US 12,475,330 B2
	Method for identifying noise samples, electronic device, and storage medium
Huapeng Qin, Beijing (CN); Min Zhao, Beijing (CN); and Guoxin Zhang, Beijing (CN)
Assigned to BEIJING BAIDU NETCOM SCIENCE TECHNOLOGY CO., LTD., Beijing (CN)
Filed by BEIJING BAIDU NETCOM SCIENCE TECHNOLOGY CO., LTD., Beijing (CN)
Filed on Sep. 29, 2022, as Appl. No. 17/956,558.
Claims priority of application No. 202111165584.4 (CN), filed on Sep. 30, 2021.
Prior Publication US 2023/0023789 A1, Jan. 26, 2023
Int. Cl.
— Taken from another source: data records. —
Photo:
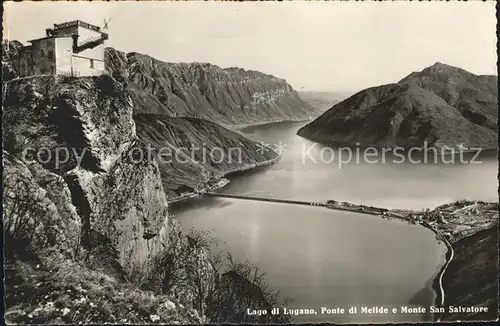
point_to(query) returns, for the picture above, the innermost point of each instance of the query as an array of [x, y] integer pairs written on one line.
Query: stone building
[[73, 48]]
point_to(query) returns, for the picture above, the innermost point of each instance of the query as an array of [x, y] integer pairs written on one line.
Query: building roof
[[47, 37]]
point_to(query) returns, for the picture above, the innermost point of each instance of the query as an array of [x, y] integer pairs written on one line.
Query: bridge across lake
[[331, 205], [284, 201]]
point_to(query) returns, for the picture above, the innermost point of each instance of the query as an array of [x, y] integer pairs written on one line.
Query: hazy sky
[[323, 46]]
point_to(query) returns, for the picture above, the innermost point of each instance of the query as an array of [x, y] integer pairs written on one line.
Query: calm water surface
[[325, 258]]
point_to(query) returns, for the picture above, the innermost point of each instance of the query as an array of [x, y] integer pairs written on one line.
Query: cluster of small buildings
[[73, 48]]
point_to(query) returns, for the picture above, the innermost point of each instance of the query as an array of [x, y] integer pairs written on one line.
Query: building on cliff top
[[73, 48]]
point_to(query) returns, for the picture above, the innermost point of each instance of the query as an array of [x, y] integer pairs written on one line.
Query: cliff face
[[227, 96], [10, 54], [441, 105], [192, 152], [81, 131]]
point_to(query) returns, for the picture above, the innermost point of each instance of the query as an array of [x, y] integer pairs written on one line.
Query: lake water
[[326, 258]]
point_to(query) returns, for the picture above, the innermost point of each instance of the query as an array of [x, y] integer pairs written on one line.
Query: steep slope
[[82, 130], [441, 105], [472, 276], [323, 100], [227, 96], [195, 152]]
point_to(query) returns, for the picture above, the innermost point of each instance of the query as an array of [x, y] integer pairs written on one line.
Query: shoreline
[[437, 283]]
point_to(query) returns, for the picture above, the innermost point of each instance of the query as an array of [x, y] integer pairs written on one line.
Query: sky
[[315, 46]]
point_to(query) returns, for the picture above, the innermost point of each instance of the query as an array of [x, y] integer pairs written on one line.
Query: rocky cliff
[[86, 205], [228, 96], [441, 105]]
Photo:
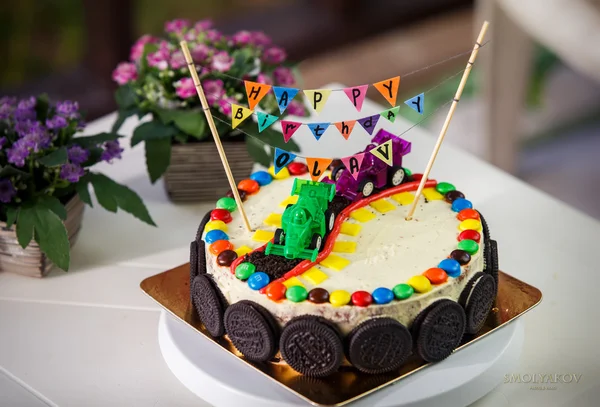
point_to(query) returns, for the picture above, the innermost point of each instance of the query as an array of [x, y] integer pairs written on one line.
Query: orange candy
[[220, 245], [249, 186], [436, 275]]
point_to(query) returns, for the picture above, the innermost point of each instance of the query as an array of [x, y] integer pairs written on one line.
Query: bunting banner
[[255, 92], [239, 114]]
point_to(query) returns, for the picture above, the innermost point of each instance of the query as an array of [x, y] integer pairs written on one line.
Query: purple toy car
[[374, 173]]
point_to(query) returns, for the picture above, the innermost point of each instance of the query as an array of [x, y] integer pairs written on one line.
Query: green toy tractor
[[305, 223]]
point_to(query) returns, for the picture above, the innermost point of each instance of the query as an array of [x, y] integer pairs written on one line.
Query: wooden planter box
[[196, 173], [31, 261]]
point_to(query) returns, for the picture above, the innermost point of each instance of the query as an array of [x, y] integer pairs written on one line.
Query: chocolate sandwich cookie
[[378, 345]]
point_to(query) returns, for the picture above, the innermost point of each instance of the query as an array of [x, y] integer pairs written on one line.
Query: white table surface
[[89, 336]]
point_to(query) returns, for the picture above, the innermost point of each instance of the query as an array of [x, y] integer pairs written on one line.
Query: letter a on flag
[[255, 91], [317, 166], [238, 114], [384, 152]]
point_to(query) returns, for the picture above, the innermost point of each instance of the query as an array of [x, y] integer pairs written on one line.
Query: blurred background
[[532, 107]]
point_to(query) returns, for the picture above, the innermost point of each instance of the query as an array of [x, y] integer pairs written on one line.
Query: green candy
[[244, 270], [469, 246], [403, 291], [296, 293], [227, 203], [444, 187]]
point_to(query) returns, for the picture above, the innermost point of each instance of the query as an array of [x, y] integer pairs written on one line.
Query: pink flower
[[222, 61], [185, 88], [125, 72], [283, 76], [274, 55]]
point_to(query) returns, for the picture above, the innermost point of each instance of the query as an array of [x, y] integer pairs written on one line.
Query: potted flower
[[44, 181], [177, 139]]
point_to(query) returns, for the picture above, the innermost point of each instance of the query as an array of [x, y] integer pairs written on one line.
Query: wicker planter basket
[[31, 261], [196, 173]]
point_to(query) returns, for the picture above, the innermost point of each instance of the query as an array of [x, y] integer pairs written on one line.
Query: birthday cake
[[334, 274]]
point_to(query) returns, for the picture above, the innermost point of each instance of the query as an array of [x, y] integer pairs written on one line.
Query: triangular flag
[[416, 103], [384, 152], [284, 96], [317, 166], [255, 91], [289, 128], [389, 89], [345, 128], [238, 114], [391, 114], [353, 164], [357, 95], [281, 159], [318, 129], [317, 98], [369, 123]]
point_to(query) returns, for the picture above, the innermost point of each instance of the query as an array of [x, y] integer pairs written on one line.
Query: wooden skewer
[[213, 130], [457, 96]]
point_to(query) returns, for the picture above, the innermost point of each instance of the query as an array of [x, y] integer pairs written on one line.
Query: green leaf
[[55, 158], [152, 131]]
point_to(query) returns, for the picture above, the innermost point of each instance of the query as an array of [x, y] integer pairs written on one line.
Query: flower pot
[[196, 172], [31, 261]]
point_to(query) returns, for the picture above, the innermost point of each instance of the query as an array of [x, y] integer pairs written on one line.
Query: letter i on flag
[[238, 114]]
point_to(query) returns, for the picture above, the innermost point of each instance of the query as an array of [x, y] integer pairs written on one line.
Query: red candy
[[220, 214], [361, 298], [297, 168], [469, 234]]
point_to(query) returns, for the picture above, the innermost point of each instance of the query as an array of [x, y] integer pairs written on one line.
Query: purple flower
[[78, 155], [222, 61], [71, 172], [7, 191]]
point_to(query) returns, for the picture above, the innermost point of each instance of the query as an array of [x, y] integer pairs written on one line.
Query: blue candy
[[382, 295], [258, 280], [262, 177], [451, 267], [460, 204], [215, 235]]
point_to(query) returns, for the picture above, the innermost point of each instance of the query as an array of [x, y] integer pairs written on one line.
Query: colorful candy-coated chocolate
[[339, 298], [451, 267], [262, 177], [244, 270], [469, 246], [403, 291], [214, 235], [258, 280], [361, 298], [222, 215], [382, 295]]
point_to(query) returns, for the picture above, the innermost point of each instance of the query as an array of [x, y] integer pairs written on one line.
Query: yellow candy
[[420, 284], [339, 298]]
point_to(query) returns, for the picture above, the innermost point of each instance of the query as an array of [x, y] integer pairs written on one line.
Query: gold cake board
[[170, 289]]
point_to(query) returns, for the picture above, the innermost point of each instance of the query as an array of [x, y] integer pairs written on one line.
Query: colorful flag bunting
[[317, 98], [255, 92], [317, 166], [281, 159], [238, 114], [353, 164], [284, 96], [345, 128], [289, 128], [357, 95], [265, 120], [416, 103], [391, 114], [368, 123], [384, 152], [389, 89], [318, 129]]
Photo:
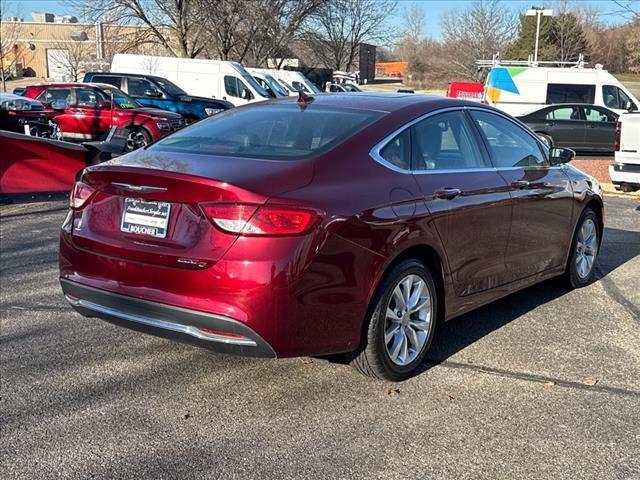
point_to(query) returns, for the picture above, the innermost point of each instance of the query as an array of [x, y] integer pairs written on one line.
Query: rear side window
[[137, 86], [510, 145], [275, 132], [398, 151], [445, 142], [570, 93], [51, 94], [563, 113], [108, 79]]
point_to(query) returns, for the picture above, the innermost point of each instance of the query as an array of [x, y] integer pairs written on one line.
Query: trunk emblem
[[138, 188]]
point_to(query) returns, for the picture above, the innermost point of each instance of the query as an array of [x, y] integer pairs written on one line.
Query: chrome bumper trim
[[174, 327]]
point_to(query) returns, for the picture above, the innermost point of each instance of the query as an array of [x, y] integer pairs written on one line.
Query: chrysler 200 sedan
[[344, 223]]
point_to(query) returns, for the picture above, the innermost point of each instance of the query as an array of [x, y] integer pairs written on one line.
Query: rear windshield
[[274, 132]]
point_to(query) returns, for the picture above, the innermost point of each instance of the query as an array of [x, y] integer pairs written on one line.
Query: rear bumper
[[624, 173], [225, 334]]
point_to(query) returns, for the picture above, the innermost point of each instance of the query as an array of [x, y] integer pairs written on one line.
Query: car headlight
[[16, 105]]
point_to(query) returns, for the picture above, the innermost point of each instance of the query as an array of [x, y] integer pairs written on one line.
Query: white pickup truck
[[625, 172]]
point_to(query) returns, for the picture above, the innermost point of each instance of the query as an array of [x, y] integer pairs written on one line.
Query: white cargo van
[[198, 77], [625, 172], [292, 80], [520, 89], [274, 88]]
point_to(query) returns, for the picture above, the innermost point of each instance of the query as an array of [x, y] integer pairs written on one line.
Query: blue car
[[158, 92]]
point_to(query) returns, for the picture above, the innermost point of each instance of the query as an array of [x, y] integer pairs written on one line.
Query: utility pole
[[538, 13]]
G06F 40/51 (2020.01); G06F 40/47 (2020.01); G06F 40/49 (2020.01); G06F 40/55 (2020.01)

CPC G06F 40/51 (2020.01) [G06F 40/47 (2020.01); G06F 40/49 (2020.01); G06F 40/55 (2020.01)]

10 Claims

1. A method for identifying noise samples, performed by an electronic device, comprising:

obtaining an original sample set;

obtaining a target sample set by adding masks to original training corpora in the original sample set using a preset adjustment rule;

performing mask prediction on a plurality of target training corpora in the target sample set using a language model to obtain a first mask prediction character corresponding to each target training corpus;

matching the first mask prediction character corresponding to each target training corpus with a preset condition;

according to target training corpora of which first mask prediction characters do not match the preset condition in the target sample set, determining corresponding original training corpora in the original sample set as noise samples;

modifying the noise samples; and

updating the original sample set using the modified noise samples; and continuing to train the language model based on the modified noise samples until the language model satisfies a requirement of a downstream application,

wherein the language model is obtained by training a masked pre-trained language model using the plurality of target training corpora in the target sample set,

wherein the method further comprises:

determining the adjustment rule according to a training task performed by the masked pre-trained language model during a pre-training process,

wherein the training task comprises a text classification task; and

the preset adjustment rule comprises:

for each original training corpus, splicing the original training corpus and a spliced text to obtain a target training corpus corresponding to the training task; wherein, the spliced text is obtained by splicing a text segment in the original training corpus and a second category label mask through a second associated word, and the second category label mask indicates that a corresponding position is predicted as a category corresponding to the text segment;

wherein each original training corpus in the original sample set has a label, and the language model is determined by:

performing mask prediction on a plurality of target training corpora in the target sample set using the masked pre-trained language model to obtain a second mask prediction character corresponding to each target training corpus;

adjusting model parameters of the masked pre-trained language model according to a difference between the second mask prediction character corresponding to each target training corpus and the label of the corresponding original training corpora; and

determining the language model obtained after adjusting as the language model for identifying noise samples.